Jesse Merlin made his international debut in 2005 in Paris with the world premiere of Le Terrain Vague at the Théâtre du Rond Point and the Théâtre Lucernaire. In 2006, he created the starring role of the President of the USA in the smash hit The Beastly Bombing, a comic operetta at The Steve Allen Theater in Hollywood which ran for a year and won Musical of the Year at the LA Weekly Theater Awards. He reprised the role in 2007 at the New York Musical Theater Festival, and in 2009 in Amsterdam as the only American in an otherwise all-Dutch production with Opera aan het Ij.
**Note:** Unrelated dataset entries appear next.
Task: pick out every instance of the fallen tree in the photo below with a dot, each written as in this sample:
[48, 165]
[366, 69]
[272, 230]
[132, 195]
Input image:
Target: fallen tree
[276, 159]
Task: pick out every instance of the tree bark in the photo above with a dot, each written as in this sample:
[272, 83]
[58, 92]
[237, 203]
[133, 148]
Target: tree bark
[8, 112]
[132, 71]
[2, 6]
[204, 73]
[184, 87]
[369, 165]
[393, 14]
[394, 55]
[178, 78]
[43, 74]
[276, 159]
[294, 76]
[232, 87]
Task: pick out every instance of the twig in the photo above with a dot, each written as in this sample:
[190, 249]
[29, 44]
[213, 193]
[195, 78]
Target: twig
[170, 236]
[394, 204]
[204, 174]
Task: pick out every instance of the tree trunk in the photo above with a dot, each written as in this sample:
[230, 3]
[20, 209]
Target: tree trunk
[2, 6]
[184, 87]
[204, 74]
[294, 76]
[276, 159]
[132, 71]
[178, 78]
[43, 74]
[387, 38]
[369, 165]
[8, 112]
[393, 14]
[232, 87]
He made his Opera Santa Barbara debut in September 2009 as Reporter #3 in the world-premiere of Séance on a Wet Afternoon, a new opera by Stephen Schwartz, and returned there in October 2009 to sing the Sergeant in The Pirates of Penzance. Merlin sang three shows with Long Beach Opera in 2009, playing the Priest in The Cunning Little Vixen, the Loudspeaker in The Kaiser of Atlantis, and Vagabond #3 in The Clever Woman. He returned to LBO in January 2010 to sing Police Officer, 3rd Psychiatrist, 4th Prisoner, Army Doctor, and Colonel Zillergut in The Good Soldier Schweik. Versatile singer, dancer and actor, he received rave reviews as Oscar Wilde in the successful stage comedy Carved in Stone at the Theater Asylum in Hollywood from June-September 2009.
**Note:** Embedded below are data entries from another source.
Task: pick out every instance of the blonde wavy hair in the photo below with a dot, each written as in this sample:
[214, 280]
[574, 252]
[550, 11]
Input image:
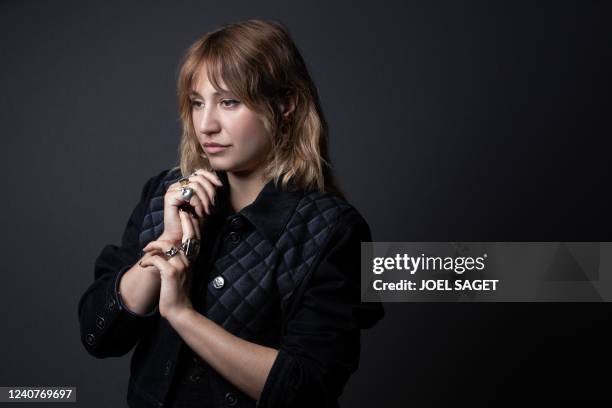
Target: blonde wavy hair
[259, 63]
Merlin completed four years as Principal Artist-in-Residence with Opera San José in June 2006. His eighteen leading roles there included Leporello in Don Giovanni, Colline in La bohème, Bartolo in Le Nozze di Figaro, Frank in Die Fledermaus, the title role in Don Pasquale, Ferrando in il Trovatore, and Méphistophélès in the Gounod Faust. He made his New York debut as Edwin McManoff in Lost in Hollywoodland in 2007 at the New York International Fringe Festival. He created the role of Aileen’s Grandfather in the world premiere of WUORNOS at the Yerba Buena Center in 2001. He made his Sacramento Opera debut as Zuniga in Carmen in 2007.
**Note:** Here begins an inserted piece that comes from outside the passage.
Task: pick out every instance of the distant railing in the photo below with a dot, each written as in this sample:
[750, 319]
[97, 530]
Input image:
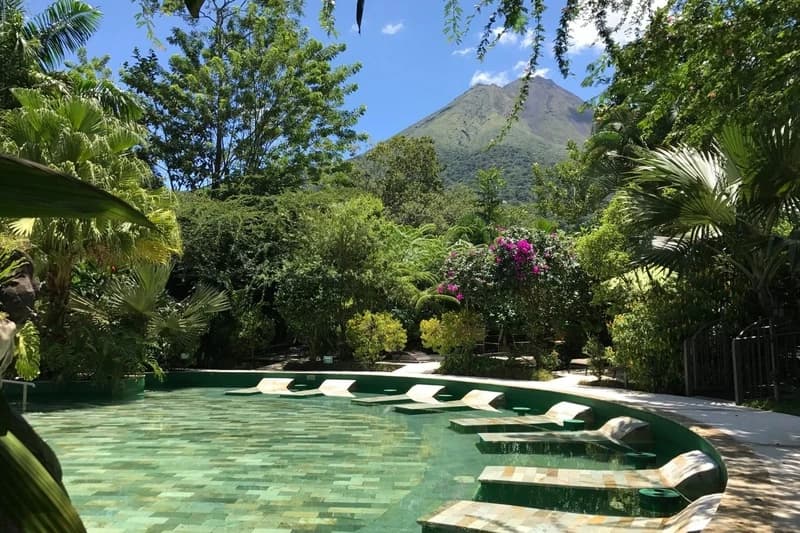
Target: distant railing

Merlin also works broadly in the realm of vaudeville and burlesque. He sang at the Exotic Erotic Ball in San Francisco in front of over 10,000 people, and performed at the Hollywood Bowl as the Narrator in the 30th anniversary screening of The Rocky Horror Picture Show before a crowd of 12,000. He has substantial experience performing Gilbert & Sullivan, and frequently tours across the U.S. with Opera A La Carte starring in The Mikado (Pish-Tush, The Mikado), HMS Pinafore (Sir Joseph, Dick Deadeye, Boatswain) and The Gondoliers (The Duke of Plaza Toro). From May-August 2010, Merlin starred as Captain Corcoran in the successful world premiere of USS Pinafore at the Crown City Theatre Company.

Merlin trained at the New York University drama studio Playwrights' Horizons, and studied classical voice with Sheri Greenawald, John Duykers, Gregory Stapp, Dr. David Rohrbaugh and Peter Van Derick.

Selected Reviews:

Robert Verini, in Variety Magazine, raves "Jesse Merlin as President Dodgeson is just a ring-tailed wonder: Stephen Colbert with Ray Bolger's limbs and Alfred Drake's baritone" in The Beastly Bombing.

Nikki Buechler, in San Francisco Classical Voice, effused about Merlin’s Méphistophélès in Faust: "Jesse Merlin is perfectly cast as Mephistopheles. He makes for a stylized, stereotypical devil.... Merlin's performance was consistent and his acting appropriate.... Everything about his persona and his costume has been manipulated in favor of creating a convincing and charming devil."

Joshua Kosman, in the San Francisco Chronicle, had this to say about Merlin's Frank in Die Fledermaus: "...comic highlight...executed with dazzling precision...Jesse Merlin-- like a magician doing close-up work -- offered a wonderfully transparent tour de force." Scott MacClelland, in The Metro, said "Jesse Merlin proved a standout actor and comedian at the party and later as the seriously hung-over jail commander, topping off both with a fine basso."

Keith Kreitman, in the Oakland Tribune, noted that "Merlin demands attention with that impressively vibrant and masculine bass voice" in The Pearl Fishers. And regarding Merlin's Don Pasquale, Paul Myrvold, in Out & About Magazine, said: "Merlin was a delight of genuine pantalone schtick. Physically and vocally, Merlin gave a superb performance."